Une nuée de tambours se précipitent à travers la ville, au pas de charge, exécutant sur la peau d'âne une symphonie à triple bacchanal, à quadruple carillon, qui n'a vraiment de douceur que pour les sourds complètement privés du plaisir de l'entendre; les citoyens pourvus des trésors de l'ouïe ont te tympan parfaitement déchiré et se bouchent les oreilles, pantomime qui n'a rien d'héroïque. C'est au bruit de ce concerto assommant qu'on enterre le 31 décembre et que le 1er janvier vient au monde, le but du tintamarre en question est d'avertir Paris et la banlieue que le jour est venu de complimenter MM. les colonels, MM. les généraux, MM. les maréchaux, et de leur donner roulement d'étrennes.
Le tambour-major se livre alors à toutes les grâces d'une délirante pantomime, à toutes les beautés d'attitudes triomphantes qui caractérisent ce magnifique guerrier, doué d'une si belle canne.

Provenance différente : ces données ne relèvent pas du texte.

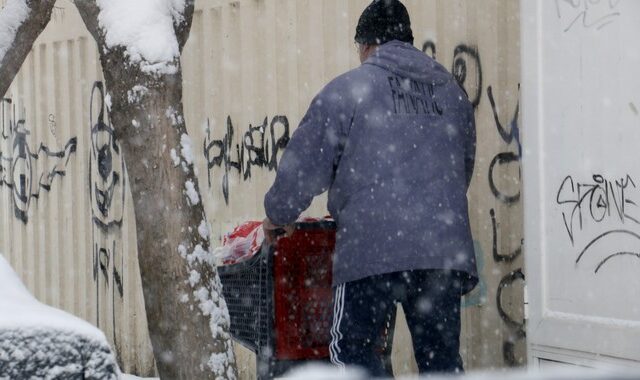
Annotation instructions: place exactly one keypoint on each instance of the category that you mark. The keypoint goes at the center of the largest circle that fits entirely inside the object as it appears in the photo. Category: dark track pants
(363, 311)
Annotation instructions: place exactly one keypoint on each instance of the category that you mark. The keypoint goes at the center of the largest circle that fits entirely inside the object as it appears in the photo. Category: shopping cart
(280, 300)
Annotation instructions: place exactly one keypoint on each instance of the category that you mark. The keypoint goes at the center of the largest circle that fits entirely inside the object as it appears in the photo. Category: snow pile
(11, 17)
(317, 371)
(38, 341)
(145, 28)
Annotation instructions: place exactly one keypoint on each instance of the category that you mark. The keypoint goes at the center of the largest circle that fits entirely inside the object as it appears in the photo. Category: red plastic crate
(302, 290)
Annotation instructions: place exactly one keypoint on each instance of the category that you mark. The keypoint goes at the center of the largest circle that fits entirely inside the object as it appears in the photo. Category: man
(393, 141)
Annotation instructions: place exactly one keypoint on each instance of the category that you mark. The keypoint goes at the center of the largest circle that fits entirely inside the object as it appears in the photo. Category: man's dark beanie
(384, 21)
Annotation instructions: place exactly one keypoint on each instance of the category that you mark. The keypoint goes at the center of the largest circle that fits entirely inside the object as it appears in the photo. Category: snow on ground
(327, 371)
(145, 29)
(39, 341)
(11, 17)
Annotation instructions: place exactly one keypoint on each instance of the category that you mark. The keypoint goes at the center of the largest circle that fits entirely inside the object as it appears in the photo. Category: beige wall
(246, 62)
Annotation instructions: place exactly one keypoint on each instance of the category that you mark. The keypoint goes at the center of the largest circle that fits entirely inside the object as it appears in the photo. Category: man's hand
(271, 230)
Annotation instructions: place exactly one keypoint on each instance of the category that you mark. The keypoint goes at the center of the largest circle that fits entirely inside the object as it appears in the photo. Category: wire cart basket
(280, 300)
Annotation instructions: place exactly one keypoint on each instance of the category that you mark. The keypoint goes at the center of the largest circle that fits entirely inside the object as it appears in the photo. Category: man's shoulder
(351, 85)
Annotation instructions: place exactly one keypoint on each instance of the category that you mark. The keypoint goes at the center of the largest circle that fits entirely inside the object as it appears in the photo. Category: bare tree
(187, 316)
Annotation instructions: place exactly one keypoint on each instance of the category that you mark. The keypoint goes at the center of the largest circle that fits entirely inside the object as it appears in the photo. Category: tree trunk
(24, 37)
(187, 316)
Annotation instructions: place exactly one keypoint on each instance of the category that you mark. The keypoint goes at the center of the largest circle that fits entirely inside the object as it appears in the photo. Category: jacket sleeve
(470, 145)
(308, 163)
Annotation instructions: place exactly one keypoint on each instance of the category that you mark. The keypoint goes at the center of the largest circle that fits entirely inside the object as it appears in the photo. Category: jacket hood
(404, 60)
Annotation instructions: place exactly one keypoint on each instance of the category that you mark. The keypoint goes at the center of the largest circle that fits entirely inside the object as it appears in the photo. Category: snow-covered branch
(21, 22)
(151, 32)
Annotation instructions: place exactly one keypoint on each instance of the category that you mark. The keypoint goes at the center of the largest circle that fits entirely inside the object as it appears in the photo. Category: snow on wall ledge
(250, 70)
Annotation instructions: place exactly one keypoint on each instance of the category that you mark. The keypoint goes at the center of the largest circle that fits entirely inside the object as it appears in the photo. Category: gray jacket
(393, 141)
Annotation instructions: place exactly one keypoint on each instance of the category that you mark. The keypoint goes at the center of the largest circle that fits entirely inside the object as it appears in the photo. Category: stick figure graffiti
(19, 166)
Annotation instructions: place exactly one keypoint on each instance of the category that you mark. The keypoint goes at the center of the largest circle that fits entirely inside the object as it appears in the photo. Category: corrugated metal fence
(251, 68)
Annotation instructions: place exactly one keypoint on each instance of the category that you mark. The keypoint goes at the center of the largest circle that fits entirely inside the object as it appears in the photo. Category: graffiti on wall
(107, 186)
(603, 204)
(23, 170)
(260, 148)
(587, 14)
(504, 174)
(503, 179)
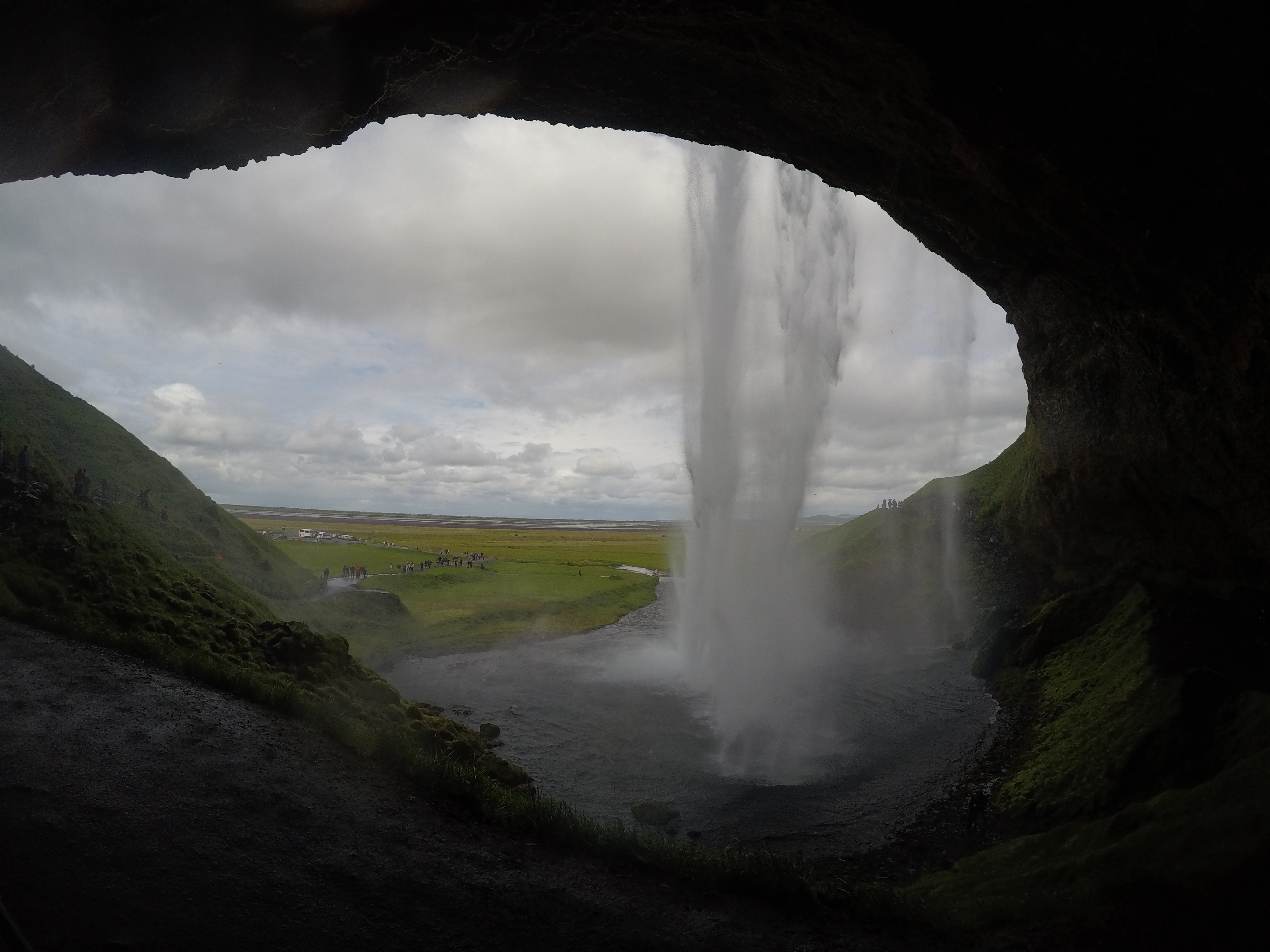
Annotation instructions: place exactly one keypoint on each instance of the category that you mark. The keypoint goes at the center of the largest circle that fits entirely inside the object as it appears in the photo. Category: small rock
(653, 813)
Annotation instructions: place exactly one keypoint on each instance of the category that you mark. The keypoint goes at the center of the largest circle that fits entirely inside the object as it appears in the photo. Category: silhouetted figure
(975, 812)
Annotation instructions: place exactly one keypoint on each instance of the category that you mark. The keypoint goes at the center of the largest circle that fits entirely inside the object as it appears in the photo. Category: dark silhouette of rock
(653, 813)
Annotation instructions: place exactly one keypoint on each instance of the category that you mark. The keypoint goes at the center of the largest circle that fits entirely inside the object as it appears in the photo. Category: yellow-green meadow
(537, 583)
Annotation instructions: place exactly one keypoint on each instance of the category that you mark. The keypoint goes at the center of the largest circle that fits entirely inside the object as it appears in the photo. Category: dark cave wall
(1100, 176)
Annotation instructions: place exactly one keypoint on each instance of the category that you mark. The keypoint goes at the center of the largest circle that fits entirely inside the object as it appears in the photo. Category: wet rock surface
(153, 813)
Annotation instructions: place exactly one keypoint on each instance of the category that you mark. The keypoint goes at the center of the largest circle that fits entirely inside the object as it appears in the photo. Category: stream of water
(608, 719)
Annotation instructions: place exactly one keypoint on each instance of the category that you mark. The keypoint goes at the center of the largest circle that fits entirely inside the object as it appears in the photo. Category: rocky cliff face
(1102, 176)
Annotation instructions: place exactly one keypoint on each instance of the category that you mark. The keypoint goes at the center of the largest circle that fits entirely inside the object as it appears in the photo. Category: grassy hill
(106, 571)
(69, 433)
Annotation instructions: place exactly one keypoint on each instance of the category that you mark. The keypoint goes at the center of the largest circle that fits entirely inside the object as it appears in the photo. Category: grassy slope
(70, 435)
(121, 577)
(1146, 756)
(450, 609)
(648, 550)
(471, 609)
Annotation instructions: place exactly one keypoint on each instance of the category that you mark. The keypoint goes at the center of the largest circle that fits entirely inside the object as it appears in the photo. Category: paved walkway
(144, 812)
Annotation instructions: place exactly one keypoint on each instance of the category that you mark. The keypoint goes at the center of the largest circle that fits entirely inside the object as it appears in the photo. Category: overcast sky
(465, 317)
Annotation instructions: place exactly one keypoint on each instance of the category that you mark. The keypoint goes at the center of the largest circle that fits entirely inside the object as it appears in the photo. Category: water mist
(774, 255)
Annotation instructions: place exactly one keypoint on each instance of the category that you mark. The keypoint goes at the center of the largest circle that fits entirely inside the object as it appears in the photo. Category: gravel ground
(142, 810)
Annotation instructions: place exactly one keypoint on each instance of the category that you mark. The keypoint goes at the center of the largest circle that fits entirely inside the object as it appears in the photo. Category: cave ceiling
(1100, 171)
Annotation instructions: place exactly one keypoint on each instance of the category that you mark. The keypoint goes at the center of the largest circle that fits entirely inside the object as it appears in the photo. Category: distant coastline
(482, 522)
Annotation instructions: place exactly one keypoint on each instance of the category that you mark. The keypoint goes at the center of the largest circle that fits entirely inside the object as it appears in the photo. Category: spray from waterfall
(774, 256)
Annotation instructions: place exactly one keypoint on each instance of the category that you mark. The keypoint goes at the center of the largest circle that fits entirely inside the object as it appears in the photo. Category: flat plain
(542, 583)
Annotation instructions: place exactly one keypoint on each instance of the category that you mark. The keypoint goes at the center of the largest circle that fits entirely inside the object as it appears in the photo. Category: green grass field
(545, 583)
(648, 550)
(481, 607)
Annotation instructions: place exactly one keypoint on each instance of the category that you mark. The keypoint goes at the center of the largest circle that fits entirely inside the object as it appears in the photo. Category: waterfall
(774, 255)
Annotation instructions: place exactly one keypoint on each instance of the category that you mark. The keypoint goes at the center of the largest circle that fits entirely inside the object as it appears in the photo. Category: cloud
(330, 437)
(605, 465)
(462, 317)
(533, 454)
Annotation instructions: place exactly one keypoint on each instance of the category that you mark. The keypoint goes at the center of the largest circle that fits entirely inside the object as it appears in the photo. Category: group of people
(23, 461)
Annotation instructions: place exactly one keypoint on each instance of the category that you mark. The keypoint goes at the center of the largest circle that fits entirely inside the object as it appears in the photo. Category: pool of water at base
(605, 720)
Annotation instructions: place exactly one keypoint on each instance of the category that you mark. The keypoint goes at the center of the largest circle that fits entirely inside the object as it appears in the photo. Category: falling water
(774, 260)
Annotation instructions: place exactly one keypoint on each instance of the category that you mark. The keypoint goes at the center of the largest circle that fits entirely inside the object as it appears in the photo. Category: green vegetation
(120, 576)
(891, 571)
(471, 609)
(453, 609)
(1145, 753)
(317, 557)
(68, 435)
(648, 550)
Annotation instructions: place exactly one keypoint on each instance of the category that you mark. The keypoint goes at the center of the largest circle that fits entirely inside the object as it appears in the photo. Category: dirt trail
(142, 810)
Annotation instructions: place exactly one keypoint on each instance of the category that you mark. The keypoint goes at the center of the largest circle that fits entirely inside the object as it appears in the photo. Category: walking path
(142, 810)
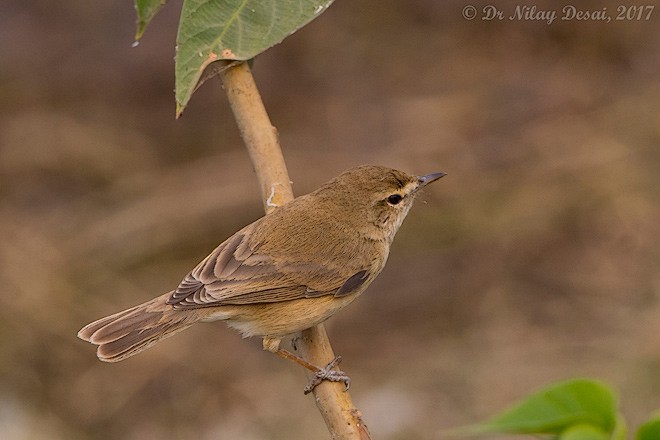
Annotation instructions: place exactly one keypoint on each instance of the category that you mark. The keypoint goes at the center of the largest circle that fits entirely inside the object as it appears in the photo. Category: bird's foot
(330, 374)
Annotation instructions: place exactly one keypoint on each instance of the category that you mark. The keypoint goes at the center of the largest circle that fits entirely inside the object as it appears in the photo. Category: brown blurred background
(536, 259)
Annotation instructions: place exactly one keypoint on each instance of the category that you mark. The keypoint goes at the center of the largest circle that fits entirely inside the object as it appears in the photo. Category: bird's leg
(320, 374)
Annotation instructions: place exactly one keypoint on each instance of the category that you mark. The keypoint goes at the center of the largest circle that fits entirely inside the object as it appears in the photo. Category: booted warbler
(286, 272)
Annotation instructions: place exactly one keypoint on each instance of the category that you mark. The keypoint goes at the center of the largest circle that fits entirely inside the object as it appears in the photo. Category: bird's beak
(425, 180)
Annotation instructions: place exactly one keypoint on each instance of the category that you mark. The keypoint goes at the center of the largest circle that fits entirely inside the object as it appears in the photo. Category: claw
(327, 373)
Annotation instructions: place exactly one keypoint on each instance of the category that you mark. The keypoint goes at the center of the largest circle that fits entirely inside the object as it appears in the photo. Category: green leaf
(146, 10)
(213, 30)
(556, 408)
(649, 430)
(584, 432)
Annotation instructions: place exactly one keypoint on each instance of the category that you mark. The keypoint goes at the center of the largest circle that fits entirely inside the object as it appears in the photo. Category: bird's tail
(126, 333)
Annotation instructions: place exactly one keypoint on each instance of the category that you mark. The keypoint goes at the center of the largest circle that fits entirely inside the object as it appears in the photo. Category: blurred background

La canne du tambour-major est un meuble agréable, j'en conviens; mais si elle a ses douceurs, elle a bien ses désagréments: demandez, plutôt à ce particulier qui s'est mis en course ce matin pour aller souhaiter la bonne année à sa tante; demandez-lui ce qu'il en pense. Demandez-le à cet estimable industriel qui vient d'ouvrir sa boutique pour affriander le jour de l'an. Il est clair que si l'amabilité du tambour-major et ses superbes moustaches donnent dans l'œil, sa canne y donne aussi.
Éveillé par le ra et le fla des tambours de la légion, le lieutenant a revêtu les insignes de son grade; il se dispose à rejoindre ses chers camarades, et à faire sa visite au château pour y déposer sa fidélité, en forme de carte de visite; le guerrier est parfaitement chaussé, culotté, coiffé et ficelé; il a le nez rouge, ce qui est d'uniforme; cependant on s'aperçoit, à son col de chemise s'élançant vers l'oreille, qu'il aurait autant aimé finir son somme que de déposer son hommage.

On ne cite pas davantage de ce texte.